The comments follow claims by former North Canterbury rugby representative Jay Claydon that his team held a vote to exclude him from the club because he was gay.
The Kaiapoi and Belfast clubs, who he played for in 2006 and 2007, denied he was asked to leave because of his sexuality. Former team-mates backed that assertion.
The Press spoke with Canterbury sporting coaches across the codes, with many saying there would not be an issue if a player in their team announced they were gay.
Mainland Pride women's football coach Gareth Turnbull, who also plays in the local men's premier league, said in his experience gay women felt more comfortable revealing their sexuality than men.
There were two openly gay players in the provincial women's side but coming across a gay male player was not as likely in what was often a "macho" environment.
Turnbull played football in the United States with a gay man who "got a a bit of stick from time to time" but said everyone welcomed the player.
"I think there would definitely be a higher percentage of gay athletes that haven't come out compared with those that have, and the reasons why would include fear of how they would be treated or excluded," he said.

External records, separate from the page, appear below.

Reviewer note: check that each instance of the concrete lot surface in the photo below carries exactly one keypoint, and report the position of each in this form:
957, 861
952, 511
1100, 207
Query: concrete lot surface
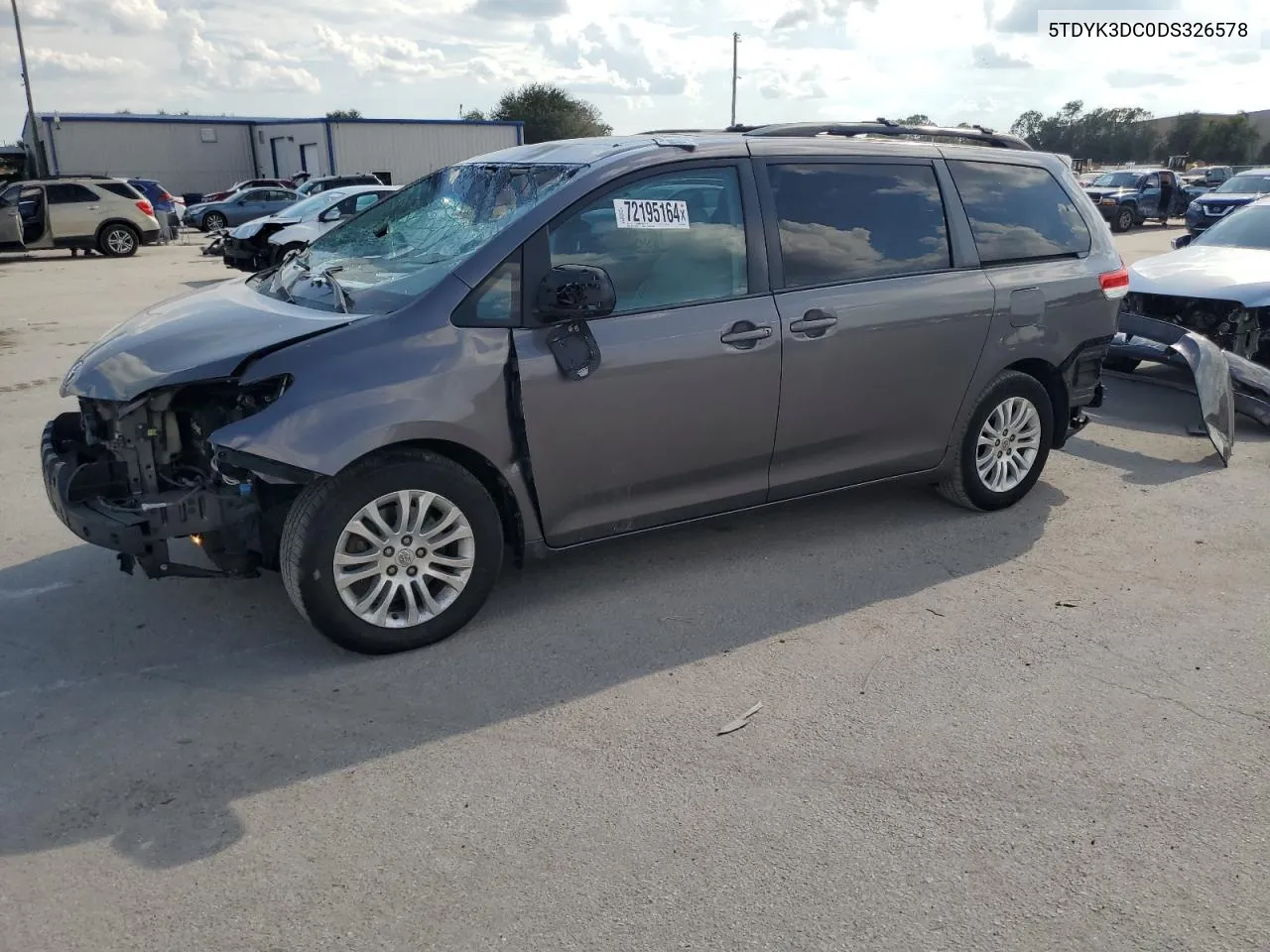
1042, 729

A provincial cricket coach, who declined to be named, agreed, saying homosexuality was relatively common among women in the sport but he did not believe male cricketers would feel as comfortable being openly gay.
There was still a stigma within women's cricket, he said. Some parents were reluctant to allow their daughters to join because lesbian women played the sport.
West Melton senior rugby coach Craig Hale, who has coached at senior and representative level for 20 years, believed many of his players would be accepting of a gay team-mate, if that player respected the sexuality of other players.
In 2005, he coached a player who was openly gay in a country rugby team. The player was "highly respected", Hale said.
"He was out and everyone knew about it. I never saw him receive any ridicule . . . there may have been the odd, cheeky remark but nothing malicious."
A recent study of 2500 Australians, including professional and amateur sportspeople, found 85 per cent of gay and bisexual people had witnessed or experienced discrimination in a sporting environment.
University of Waikato senior lecturer of sport and leisure lisahunter, who changed her name as part of a social experiment, has researched sexuality in schools and physical leisure activities.
Some men were not as accepting because they felt threatened towards "anything that's not the norm".
"Sport is a conservative area that is failing to move with the times," she said.
Gay New Zealand sportspeople:
Blake Skjellerup: The New Zealand Olympic speed skater came out to the public in 2010 during an interview with an Australian magazine.
Ryan Sanders: The former Buller and Canterbury B rugby player revealed he was gay earlier this year. He had never felt comfortable to tell his team-mates during his playing days.
Louisa Wall: An original Black Fern named in New Zealand's first women's rugby team in 1989.
Amini Fonua: The New Zealand-born swimmer, who represented Tonga at the London Olympics, announced he was gay last year.
Blyth Tait: The Olympic gold medal-winning Kiwi equestrian has been openly gay for some time.